Set the boundaries of the project to prevent it from bleeding you resources or wasting time. You can use various project management tools and techniques in the planning stage to identify the scope for budget, time, schedule, and resources. Some of these tools are available online for free or they come with a demo subscription (or you can develop your own tool using a good spreadsheet). Your aim is to get a clear picture of all the tasks and costs anticipated for the project.
Similarly, describe the major deliverables and criteria for win/loss outcome. If you have a complex project, chop these deliverables further into sub-project tasks with their respective teams. With the help of your team leaders, list all the tasks for each team and plot their deadlines.
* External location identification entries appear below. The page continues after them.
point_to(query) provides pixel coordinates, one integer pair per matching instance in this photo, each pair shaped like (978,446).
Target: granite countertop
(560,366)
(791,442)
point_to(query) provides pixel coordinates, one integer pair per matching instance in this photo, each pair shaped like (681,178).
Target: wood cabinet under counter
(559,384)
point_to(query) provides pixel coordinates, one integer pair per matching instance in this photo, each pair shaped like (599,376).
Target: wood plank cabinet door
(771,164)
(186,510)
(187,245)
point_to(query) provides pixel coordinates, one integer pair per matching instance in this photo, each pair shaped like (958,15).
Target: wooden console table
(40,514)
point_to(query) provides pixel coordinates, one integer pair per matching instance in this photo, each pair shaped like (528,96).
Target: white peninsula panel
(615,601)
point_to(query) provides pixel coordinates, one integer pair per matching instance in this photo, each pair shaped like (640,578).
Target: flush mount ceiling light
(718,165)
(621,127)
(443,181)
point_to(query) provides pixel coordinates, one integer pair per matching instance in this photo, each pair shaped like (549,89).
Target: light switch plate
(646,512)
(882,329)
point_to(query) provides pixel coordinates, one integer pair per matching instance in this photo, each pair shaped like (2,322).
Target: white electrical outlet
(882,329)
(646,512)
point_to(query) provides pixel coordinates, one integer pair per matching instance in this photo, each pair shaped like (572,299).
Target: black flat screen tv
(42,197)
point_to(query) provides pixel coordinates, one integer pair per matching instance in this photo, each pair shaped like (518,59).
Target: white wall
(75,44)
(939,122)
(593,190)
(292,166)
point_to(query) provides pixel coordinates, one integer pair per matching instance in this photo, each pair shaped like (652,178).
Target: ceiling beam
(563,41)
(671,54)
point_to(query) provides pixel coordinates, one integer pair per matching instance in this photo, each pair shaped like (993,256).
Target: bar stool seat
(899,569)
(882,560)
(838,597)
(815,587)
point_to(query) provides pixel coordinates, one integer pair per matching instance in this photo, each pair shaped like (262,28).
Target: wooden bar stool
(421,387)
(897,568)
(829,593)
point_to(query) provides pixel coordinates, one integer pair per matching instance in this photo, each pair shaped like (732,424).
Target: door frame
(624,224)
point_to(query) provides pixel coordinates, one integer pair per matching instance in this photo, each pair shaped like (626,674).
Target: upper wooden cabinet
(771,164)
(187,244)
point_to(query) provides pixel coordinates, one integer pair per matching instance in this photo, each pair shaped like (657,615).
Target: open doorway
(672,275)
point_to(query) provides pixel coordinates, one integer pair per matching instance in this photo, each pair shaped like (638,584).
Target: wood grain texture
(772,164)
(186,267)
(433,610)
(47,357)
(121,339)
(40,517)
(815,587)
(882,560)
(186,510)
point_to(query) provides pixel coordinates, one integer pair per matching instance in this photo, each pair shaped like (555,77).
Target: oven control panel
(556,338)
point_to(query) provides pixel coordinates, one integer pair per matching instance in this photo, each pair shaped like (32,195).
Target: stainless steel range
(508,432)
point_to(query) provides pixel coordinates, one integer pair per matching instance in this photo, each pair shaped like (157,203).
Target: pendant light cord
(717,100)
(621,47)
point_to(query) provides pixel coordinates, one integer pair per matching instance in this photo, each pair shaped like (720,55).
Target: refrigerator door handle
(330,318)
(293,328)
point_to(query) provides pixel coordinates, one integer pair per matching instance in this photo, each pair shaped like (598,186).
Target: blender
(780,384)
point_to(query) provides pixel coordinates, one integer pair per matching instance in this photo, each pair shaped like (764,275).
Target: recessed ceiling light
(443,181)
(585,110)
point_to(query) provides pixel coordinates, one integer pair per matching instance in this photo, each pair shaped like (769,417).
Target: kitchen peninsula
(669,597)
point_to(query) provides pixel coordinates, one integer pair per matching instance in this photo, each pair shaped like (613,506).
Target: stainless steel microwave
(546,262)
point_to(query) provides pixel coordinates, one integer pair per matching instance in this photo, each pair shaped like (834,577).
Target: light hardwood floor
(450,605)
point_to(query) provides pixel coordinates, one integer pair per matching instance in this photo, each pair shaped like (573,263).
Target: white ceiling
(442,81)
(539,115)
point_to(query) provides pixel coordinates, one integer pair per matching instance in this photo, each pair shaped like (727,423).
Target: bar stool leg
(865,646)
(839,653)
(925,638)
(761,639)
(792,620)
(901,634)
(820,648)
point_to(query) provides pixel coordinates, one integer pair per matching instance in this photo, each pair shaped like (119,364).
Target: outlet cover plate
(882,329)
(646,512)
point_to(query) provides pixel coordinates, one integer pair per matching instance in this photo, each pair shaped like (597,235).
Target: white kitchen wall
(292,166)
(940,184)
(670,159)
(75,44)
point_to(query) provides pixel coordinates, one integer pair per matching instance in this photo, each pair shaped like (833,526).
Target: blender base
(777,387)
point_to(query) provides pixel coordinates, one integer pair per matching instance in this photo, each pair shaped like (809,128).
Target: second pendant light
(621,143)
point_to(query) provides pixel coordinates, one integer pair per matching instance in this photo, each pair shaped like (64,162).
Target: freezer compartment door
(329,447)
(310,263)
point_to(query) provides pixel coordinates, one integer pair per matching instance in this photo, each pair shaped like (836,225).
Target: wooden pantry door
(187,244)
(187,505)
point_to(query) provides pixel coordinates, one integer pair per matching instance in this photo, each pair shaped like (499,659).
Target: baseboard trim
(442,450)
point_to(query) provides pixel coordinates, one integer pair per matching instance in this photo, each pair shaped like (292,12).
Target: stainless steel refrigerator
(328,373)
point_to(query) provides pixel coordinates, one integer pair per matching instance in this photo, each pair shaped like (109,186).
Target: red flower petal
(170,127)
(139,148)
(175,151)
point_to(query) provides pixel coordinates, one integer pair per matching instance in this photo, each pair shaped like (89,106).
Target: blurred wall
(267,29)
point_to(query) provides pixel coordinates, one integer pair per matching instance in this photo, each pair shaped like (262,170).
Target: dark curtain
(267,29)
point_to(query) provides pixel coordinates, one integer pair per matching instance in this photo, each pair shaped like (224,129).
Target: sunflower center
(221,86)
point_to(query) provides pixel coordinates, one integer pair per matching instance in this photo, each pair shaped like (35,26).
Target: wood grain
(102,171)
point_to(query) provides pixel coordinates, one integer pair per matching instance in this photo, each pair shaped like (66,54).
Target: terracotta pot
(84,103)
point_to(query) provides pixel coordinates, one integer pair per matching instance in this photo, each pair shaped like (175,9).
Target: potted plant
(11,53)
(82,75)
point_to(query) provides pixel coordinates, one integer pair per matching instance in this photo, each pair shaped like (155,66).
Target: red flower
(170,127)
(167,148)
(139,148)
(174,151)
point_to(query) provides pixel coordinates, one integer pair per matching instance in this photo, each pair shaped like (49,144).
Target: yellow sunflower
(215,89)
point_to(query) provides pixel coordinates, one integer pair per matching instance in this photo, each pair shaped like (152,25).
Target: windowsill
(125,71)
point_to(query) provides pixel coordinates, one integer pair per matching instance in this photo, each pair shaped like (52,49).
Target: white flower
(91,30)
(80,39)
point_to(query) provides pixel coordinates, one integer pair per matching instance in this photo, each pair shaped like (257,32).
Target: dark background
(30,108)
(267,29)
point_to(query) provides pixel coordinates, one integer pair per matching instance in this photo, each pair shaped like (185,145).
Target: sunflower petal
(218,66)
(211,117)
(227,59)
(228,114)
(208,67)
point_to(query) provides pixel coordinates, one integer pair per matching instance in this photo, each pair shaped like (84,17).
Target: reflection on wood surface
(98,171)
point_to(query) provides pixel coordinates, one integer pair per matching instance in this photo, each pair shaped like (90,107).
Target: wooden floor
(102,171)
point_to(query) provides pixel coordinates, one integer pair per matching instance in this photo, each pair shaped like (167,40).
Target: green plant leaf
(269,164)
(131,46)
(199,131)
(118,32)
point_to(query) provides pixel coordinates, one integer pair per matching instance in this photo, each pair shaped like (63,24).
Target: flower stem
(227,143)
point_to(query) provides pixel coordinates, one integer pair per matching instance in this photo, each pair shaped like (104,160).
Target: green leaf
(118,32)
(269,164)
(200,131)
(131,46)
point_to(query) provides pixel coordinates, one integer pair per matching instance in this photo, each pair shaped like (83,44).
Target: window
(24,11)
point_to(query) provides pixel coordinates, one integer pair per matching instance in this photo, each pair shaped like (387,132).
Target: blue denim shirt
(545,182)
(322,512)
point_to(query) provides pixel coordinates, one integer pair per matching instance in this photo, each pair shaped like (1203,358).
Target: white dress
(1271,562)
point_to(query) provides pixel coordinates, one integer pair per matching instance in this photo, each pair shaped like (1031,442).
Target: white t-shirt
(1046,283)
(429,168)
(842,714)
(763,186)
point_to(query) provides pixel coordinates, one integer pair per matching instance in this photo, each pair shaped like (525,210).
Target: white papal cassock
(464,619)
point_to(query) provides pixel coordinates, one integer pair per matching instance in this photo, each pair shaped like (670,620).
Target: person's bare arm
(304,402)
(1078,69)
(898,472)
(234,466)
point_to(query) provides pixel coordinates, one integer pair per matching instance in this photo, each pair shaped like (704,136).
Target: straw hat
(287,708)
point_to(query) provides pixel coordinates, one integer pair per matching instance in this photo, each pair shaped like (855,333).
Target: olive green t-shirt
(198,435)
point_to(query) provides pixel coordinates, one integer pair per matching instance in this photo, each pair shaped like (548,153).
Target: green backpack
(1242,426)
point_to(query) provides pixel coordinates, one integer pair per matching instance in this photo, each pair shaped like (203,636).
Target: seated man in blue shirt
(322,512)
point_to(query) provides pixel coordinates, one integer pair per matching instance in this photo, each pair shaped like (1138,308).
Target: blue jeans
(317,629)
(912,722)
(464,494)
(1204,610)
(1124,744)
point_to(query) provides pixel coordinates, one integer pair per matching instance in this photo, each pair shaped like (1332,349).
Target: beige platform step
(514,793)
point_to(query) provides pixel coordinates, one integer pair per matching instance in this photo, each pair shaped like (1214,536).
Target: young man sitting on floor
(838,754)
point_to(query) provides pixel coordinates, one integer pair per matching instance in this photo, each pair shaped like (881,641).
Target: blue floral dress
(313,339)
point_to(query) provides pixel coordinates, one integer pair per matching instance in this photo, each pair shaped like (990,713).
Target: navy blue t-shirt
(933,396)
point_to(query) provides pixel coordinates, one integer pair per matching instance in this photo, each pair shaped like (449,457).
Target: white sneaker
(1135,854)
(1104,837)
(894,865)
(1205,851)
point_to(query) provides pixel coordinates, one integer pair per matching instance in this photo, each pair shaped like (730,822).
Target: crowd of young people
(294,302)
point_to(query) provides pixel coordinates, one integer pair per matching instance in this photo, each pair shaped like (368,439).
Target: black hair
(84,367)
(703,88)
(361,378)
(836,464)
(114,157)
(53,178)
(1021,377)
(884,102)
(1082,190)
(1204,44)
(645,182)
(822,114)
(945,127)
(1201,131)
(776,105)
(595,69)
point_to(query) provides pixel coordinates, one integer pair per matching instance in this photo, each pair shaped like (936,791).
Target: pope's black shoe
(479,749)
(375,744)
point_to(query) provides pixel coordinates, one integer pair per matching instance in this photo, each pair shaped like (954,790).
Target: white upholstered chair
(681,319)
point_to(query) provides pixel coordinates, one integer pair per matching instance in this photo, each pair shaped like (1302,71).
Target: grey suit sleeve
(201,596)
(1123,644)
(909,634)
Keep in mind that some of these tasks need to be accomplished in sequence, while some can be done in parallel schedule. By defining the scope, you can easily measure the status of the project once it progresses and quantify its success or failure at the closing stage.
Make sure your project has the right resources to accomplish its goals. The resources correspond to the tasks and scope you have set for the project. They can be human resources (team members and core leaders) or material resources (suppliers and vendors). While the latter is straightforward project procurement, human resources require leadership skills to make teams work seamlessly. You have various project team leadership tools and techniques at your disposal to build teamwork and manage team behaviour.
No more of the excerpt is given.